Wayne Coyne and the his eclectic band, the Flaming Lips perform, perform at the Bill Graham Civic Auditorium on Halloween. (John Green/Bay Area News Group
Wayne Coyne and the his eclectic band, the Flaming Lips perform, perform at the Bill Graham Civic Auditorium on Halloween. (John Green/Bay Area News Group Archives) ( JOHN GREEN )

  • Flaming Lips: In general, I'm not a fan of this Oklahoma City indie-rock band. Still, it's easy to imagine the Flaming Lips throwing one memorable Halloween party. Wayne Coyne and crew love big-scale theatrics and crowd participation, both of which will come into play if the vocalist does his regular human-hamster bit -- where he rolls atop the outstretched hands of the audience in a giant transparent ball. Plus, a Flaming Lips show typically resembles a costume ball, with fans dressed up in those weird full-body animal outfits. Tame Impala and White Denim set the table. Details: 7 p.m.; Bill Graham Civic Auditorium, San Francisco; $47.50; www.ticketmaster.com.

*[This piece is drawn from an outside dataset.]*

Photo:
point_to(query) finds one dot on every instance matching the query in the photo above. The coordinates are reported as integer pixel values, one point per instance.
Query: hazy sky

  • The Sadies: There are many reasons why one might want to spend Halloween with this highly productive Toronto-based country-rock band, which has released some 16 studio albums since forming in 1994. The best of all, however, is that the Sadies intend to perform Alice Cooper's "Love It to Death" album in its entirety at the show. Details: 9 p.m.; Great American Music Hall, San Francisco; $17; www.slimspresents.com.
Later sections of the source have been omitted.